To meet these specifications, the removal of both water and C6+ hydrocarbon fraction that contribute most to hydrocarbon dew point is required. Several technologies are available to control gas dew points. The water dew point is achieved by means of dehydration processes (as described in the Gas Dehydration and Hydrates Control process) while the hydrocarbon dew point is achieved by means of gas cooling processes which are based both on gas expansion or on direct gas cooling to condensate the heavy hydrocarbons fraction. Alternatively, it is possible to use the Silica Gel adsorption process that allows both water and heavy hydrocarbons to be removed in a single step.
These processes are described in more detail below:
Gas Cooling Processes for Hydrocarbon Dew Point Control: gas cooling is achieved in different ways, by means of gas expansion in a Joule Thomson (JT) Valve or by use of the more efficient Turbo-Expander. Alternatively, the feed gas is cooled by direct refrigeration by use of a Chilling Unit which is normally based on propane refrigerant. The lowest temperatures achieved in the cold section are normally in the range of -20 °C to -40 °C to meet the required hydrocarbon dew point in the full pressure range and therefore all cooling processes require an upstream gas dehydration to avoid hydrate deposition in cold section.
Cooling by expansion, by JT Expansion or by Turbo-Expander, is normally used for high pressure natural gas streams and often requires gas re-compression to deliver the treated gas to the transport pipeline; while the direct refrigeration by means of propane Chiller Unit is more suited for treating a low or medium pressure associated gas stream.
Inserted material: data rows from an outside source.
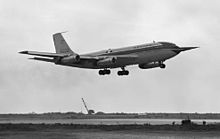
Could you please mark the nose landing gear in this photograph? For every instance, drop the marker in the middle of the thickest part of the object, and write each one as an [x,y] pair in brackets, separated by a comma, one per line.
[123,72]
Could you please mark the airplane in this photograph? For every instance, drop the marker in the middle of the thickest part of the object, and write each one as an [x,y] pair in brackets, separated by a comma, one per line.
[146,56]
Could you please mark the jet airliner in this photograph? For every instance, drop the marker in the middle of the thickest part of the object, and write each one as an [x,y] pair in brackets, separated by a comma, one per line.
[146,56]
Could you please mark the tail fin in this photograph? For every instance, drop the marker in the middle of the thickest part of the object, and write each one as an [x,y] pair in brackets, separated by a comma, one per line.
[60,44]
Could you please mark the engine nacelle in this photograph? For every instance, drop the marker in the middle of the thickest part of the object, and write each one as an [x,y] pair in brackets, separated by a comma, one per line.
[149,65]
[107,61]
[71,59]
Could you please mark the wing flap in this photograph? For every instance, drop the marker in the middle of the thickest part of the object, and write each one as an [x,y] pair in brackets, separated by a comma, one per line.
[44,54]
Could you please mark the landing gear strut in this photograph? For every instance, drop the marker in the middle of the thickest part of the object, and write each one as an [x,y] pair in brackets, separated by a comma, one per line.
[162,66]
[104,72]
[123,72]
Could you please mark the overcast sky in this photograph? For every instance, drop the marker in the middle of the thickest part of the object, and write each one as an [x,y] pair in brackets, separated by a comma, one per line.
[190,83]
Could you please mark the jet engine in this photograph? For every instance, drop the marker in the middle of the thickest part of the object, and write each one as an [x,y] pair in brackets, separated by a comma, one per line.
[71,59]
[149,65]
[107,61]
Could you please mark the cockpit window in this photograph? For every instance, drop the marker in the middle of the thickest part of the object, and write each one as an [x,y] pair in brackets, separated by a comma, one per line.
[167,44]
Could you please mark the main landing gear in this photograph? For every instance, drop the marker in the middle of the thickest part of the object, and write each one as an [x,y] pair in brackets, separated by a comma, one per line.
[162,66]
[123,72]
[120,73]
[104,72]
Finally, the gas cooling processes used for the hydrocarbon dew point control are the same as used for LPG or NGL recovery (refer to NGL/LPG Recovery and Fractionation) but the minimum operating temperatures are normally higher than for LPG or NGL recovery.
Silica Gel Adsorption for combined Water & Hydrocarbon Dew Point Control: Silica gel is porous solid in form of beads able to adsorb both water & heavy hydrocarbons (C6+) from natural gas. It is suitable for treating high pressure natural gas streams allowing the control of both water and hydrocarbon dew points in a single process unit and with minimum pressure drops.
Adsorption conditions for hydrocarbons are higher pressure (> 35 bar) and lower temperatures (< 40 °C). Adsorption is not influenced by the treated gas vapour-liquid equilibrium and it is effective even above Critical Pressure (limit of conventional cooling technologies); a high activity silica gel will be used to adsorb hydrocarbons.
Like for mol. sieves, the operation of unit is cyclical. After a silica gel bed is saturated, it is regenerated by means of heating through a slip stream of feed gas. Heating temperature is 280 °C and after heating the bed is cooled to recover adsorption capacity. Regeneration cycles are short and typical regeneration time is 100 - 120 minutes (much shorter than mol. sieves).